First, you should estimate the intra-class correlation of survival
for each of your study groups (in Stata use -loneway-). If this
is not much different from zero, then you can ignore the grouping
and use standard logit.
If there is a group effect, then my instinct would be to select
a random fawn per mother as the analytic sample. If there is
reason to think that number of siblings might affect survival,
you can add a covariate for each retained fawn equal to the
number of siblings. Then again use standard logit, because you
are working with only one fawn/doe.
Hope this helps,
Jeph
Susan Lingle wrote:
Dear Stata-Listers
My question is a statistical one, not anything specific to use of Stata.

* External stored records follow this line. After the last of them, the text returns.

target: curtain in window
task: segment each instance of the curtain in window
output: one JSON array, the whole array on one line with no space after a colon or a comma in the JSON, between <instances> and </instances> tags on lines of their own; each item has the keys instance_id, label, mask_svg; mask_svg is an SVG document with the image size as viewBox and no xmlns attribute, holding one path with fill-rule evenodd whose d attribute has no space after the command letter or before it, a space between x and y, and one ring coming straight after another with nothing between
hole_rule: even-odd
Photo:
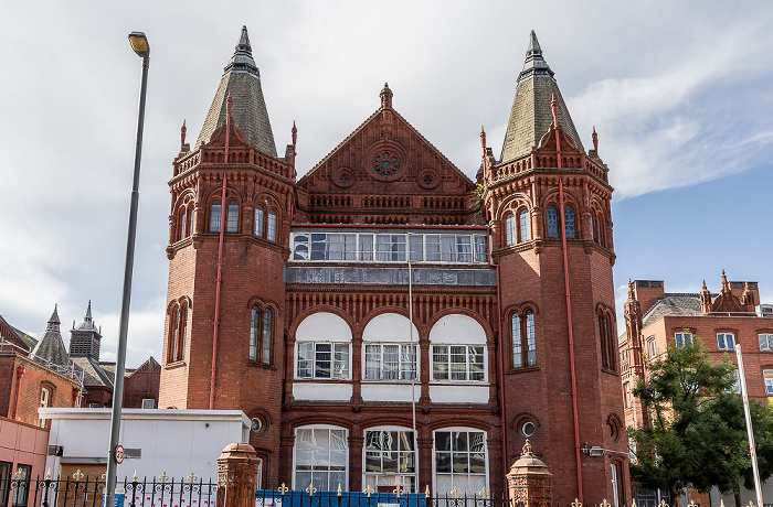
<instances>
[{"instance_id":1,"label":"curtain in window","mask_svg":"<svg viewBox=\"0 0 773 507\"><path fill-rule=\"evenodd\" d=\"M512 213L505 217L505 230L507 231L507 244L516 242L516 216Z\"/></svg>"},{"instance_id":2,"label":"curtain in window","mask_svg":"<svg viewBox=\"0 0 773 507\"><path fill-rule=\"evenodd\" d=\"M529 220L529 211L527 208L523 208L518 213L518 223L520 226L520 237L518 240L528 241L531 239L531 224Z\"/></svg>"},{"instance_id":3,"label":"curtain in window","mask_svg":"<svg viewBox=\"0 0 773 507\"><path fill-rule=\"evenodd\" d=\"M239 203L236 201L229 202L229 208L225 216L225 231L239 231Z\"/></svg>"},{"instance_id":4,"label":"curtain in window","mask_svg":"<svg viewBox=\"0 0 773 507\"><path fill-rule=\"evenodd\" d=\"M263 237L263 206L255 206L255 236Z\"/></svg>"},{"instance_id":5,"label":"curtain in window","mask_svg":"<svg viewBox=\"0 0 773 507\"><path fill-rule=\"evenodd\" d=\"M210 233L220 233L221 213L220 201L212 201L212 205L210 206Z\"/></svg>"},{"instance_id":6,"label":"curtain in window","mask_svg":"<svg viewBox=\"0 0 773 507\"><path fill-rule=\"evenodd\" d=\"M546 218L548 220L548 237L559 237L559 211L552 204L546 208Z\"/></svg>"},{"instance_id":7,"label":"curtain in window","mask_svg":"<svg viewBox=\"0 0 773 507\"><path fill-rule=\"evenodd\" d=\"M272 309L266 309L263 312L263 350L261 354L261 363L271 364L271 338L272 338L272 326L274 320L274 312Z\"/></svg>"}]
</instances>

From reading the archives, there are clearly many knowledgeable people
out there, and I am hoping someone can advise whether a mixed model is
appropriate to use to analye my data.
I have a data set for deer fawns, in which I want to test whether fawns
of one species, whitetails, are more likely to die from predation during
summer than mule deer. I plan to run a separate analysis to test whether
the other species, mule deer are more likely than whitetails to die
during winter. For the summer sample, there are 129 whitetail fawns from
124 mothers and 207 mule deer from 177 mothers. For the winter sample,
there are 26 whitetail fawns from 25 mothers, and 129 mule deer from 103
mothers. This means there is one measurement (live or die) for each fawn.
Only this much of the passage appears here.